PRINCETON – In the increasingly nerve-wracking standoff between Greece and the European Union, the Greek authorities seem to be claiming a democratic mandate that extends beyond their country's borders. The new government, led by the far-left Syriza party, portrays itself not just as a negotiator trying to get a good deal for Greece, but as the champion of a solution to a supposedly European problem of excessive government debt. That stance fails to acknowledge that Greece's interlocutors have democratic responsibilities of their own.
Modern democratic politics can be thought of as involving two types of tasks: the formulation of laws based on general principles, and the redistribution of resources via government taxation and expenditure. Within a single country, these tasks are relatively uncomplicated. But a country's international relations can impose powerful constraints on its government.

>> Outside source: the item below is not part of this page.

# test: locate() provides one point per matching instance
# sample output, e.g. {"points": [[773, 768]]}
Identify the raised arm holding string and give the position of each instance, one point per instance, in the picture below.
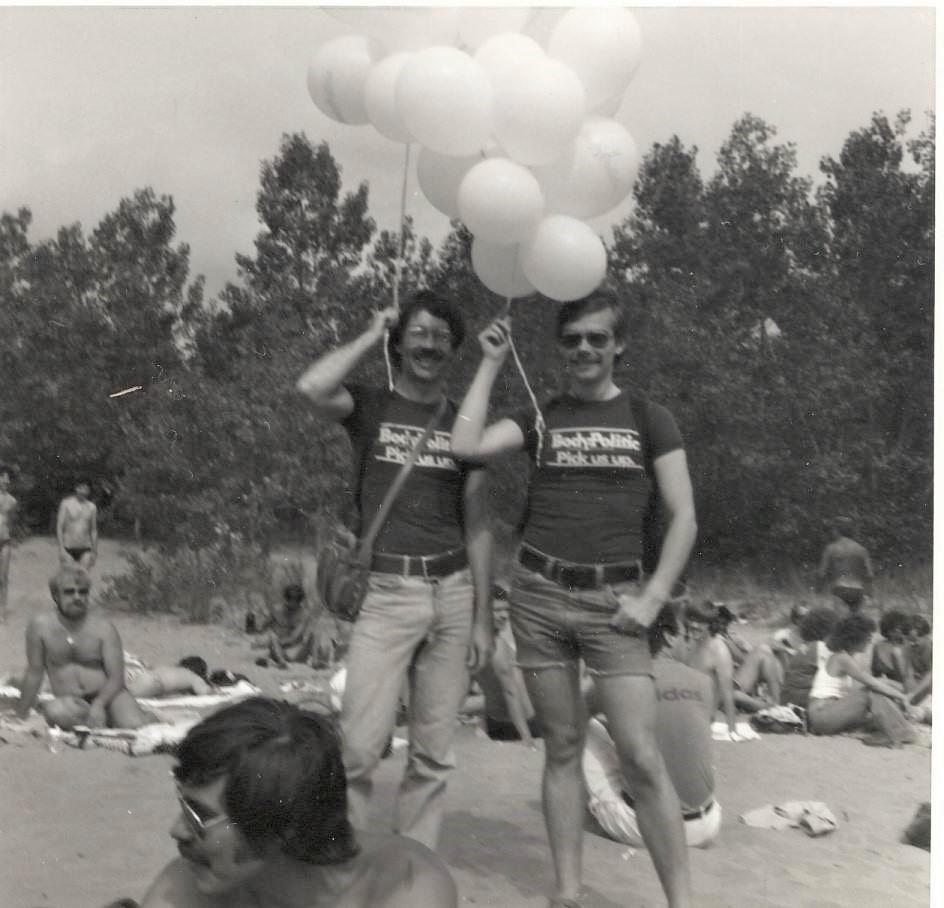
{"points": [[323, 381]]}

Such constraints are particularly strong when the government must operate within a wider polity, as is true of Greece by virtue of its EU membership. But any process of integration, whether European or global, requires some adjustment of domestic preferences and laws. A government's ability to redistribute wealth will also be limited if raising taxes causes capital or high-income earners to flee the country.
In making its case for a reduction of Greece's debt burden, Syriza draws heavily on the history of Germany, its principal creditor and, in the eyes of many Greeks, their country's primary antagonist. According to Syriza's depiction of events, Germany's interwar experiment in democracy failed because international creditors imposed austerity. Germany and the EU, the argument goes, should apply that lesson to Greece.